Timeline Duration - Sets the desired Timeline duration. Adjust the timeline duration to a value matching your job’s timecode range. If in doubt, this can be set to 24 hours to allow any timeline length.
If the embedded timecode end of video files is after the value set here, then these files will be unable to be manually or auto-spotted to their original timecode within the timeline.
TC Frame Rate - The frame rate of the current timeline is automatically set by the frame rate of the first video file placed on that timeline & displayed here.
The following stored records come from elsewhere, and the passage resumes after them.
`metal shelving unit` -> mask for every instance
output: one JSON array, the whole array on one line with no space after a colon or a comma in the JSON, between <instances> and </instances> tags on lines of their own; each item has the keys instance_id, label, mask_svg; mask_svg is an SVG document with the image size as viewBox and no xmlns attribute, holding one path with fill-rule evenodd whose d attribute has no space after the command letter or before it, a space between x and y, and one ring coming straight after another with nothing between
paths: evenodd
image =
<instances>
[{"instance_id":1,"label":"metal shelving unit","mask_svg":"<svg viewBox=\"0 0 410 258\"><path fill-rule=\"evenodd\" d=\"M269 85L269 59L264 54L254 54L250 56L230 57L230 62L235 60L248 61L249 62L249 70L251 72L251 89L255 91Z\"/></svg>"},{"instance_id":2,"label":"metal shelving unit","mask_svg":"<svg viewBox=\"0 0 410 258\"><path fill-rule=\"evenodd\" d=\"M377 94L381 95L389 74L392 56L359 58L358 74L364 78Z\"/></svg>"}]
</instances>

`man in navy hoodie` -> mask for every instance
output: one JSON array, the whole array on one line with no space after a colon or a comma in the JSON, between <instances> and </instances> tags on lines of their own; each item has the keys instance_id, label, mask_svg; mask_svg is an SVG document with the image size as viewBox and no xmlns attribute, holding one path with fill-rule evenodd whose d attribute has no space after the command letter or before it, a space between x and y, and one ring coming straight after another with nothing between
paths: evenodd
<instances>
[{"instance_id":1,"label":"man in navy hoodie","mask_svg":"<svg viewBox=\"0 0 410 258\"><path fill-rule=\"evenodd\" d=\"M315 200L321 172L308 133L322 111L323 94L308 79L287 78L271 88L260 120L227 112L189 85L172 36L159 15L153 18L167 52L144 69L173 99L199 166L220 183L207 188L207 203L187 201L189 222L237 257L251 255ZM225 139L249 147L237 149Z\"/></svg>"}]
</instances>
The drop-down is greyed out unless the video files are 29.97fps - in which case it is important to set this correctly depending on whether the video files are drop-frame (DF) or non-drop-frame (NDF) - as it is not possible to detect this automatically.
TC Display Offset - Sets the amount to offset the Timecode Overlay by, while leaving the Timeline timecode without this offset.
Picture Version - Enter the Picture cut version here.
Reel/Episode - Enter the Film Reel or Episode number here.
Language - Sets the language of this timeline. This setting will be imported from Netflix TTAL files. When a TTAL file is later exported after cueing or recording, the language tag will be picked up again, removing the need for the reliance on file naming schemes to recognise each language.
Press the Apply button once done.
Setting new Timeline Timecode Start & Duration Defaults
By default, new timelines have a start TC of 01:00:00:00. This default can be adjusted in the user preferences.
The default new Timeline timecode preferences can be found under the general settings in the MISC tab.
Default Timeline Start TC - When creating a new timeline in the timeline tab of the main window, this is the default timecode Video Sync will assign.
Default Timeline Duration - When creating a new timeline in the timeline tab of the main window, this is the default timeline duration Video Sync will assign. These values are also used for the first timeline created automatically when creating a new project.
Be sure to choose a default start timecode value that is valid with all common frame rates. For example, 00:59:58:29 won’t work at 24 fps.